Eastman Johnson. "The Barefoot Boy".
Boston: L. Prang & Co., 1867-69. 12 3/4 x 9 3/4. Chromolithograph. Margins trimmed to image and print mounted on board as originally issued. With original Prang print label on verso. Very good condition. In original period frame.
Johnson's "The Barefoot Boy" is one of the most famous of all Prang's chromos, advertised by Prang as the personification of the American character: the boy "in homespun clothing, barefooted," symbolizing "that self-reliant aspect which characterizes the rural and backwoods children." Based by Eastman Johnson on John Greenleaf Whittier's poem, "The Barefoot Boy," the print was praised in magazines and books as the paradigm of the quality chromolithographs could display, and Prang claimed that it was "the most popular of all our publications." It took three months to make the twenty-six stones used to make this print and another five months to print the first run.

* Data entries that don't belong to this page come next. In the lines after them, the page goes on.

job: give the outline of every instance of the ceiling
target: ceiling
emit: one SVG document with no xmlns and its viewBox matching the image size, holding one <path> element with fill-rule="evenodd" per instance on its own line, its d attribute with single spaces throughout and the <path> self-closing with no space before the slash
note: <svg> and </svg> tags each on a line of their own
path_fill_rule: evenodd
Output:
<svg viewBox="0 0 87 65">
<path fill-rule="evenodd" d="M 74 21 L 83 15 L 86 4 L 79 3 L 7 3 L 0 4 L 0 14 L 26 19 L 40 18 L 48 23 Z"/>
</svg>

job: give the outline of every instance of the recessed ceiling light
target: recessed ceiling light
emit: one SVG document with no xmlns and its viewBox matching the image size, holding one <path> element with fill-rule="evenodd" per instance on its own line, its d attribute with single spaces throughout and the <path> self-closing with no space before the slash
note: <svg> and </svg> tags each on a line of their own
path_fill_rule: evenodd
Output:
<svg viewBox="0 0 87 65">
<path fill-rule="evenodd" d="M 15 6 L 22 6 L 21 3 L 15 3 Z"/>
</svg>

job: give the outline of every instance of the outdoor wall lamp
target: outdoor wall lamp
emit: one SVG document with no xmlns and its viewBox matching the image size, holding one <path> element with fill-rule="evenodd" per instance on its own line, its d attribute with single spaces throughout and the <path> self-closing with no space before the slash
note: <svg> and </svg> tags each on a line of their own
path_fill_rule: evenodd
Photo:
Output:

For promotion, Prang provided free copies to the poet and painter and then quoted their replies in his advertisements. Whittier wrote, "It is a charming illustration of my little poem, and in every way satisfactory as a work of art"; and Johnson claimed that, "It strikes me as being one of the best chromolithographs I have ever seen." This print is not only a classic American genre image, but it is a wonderful example of the quality of prints published by the greatest of American chromolithographic publishers.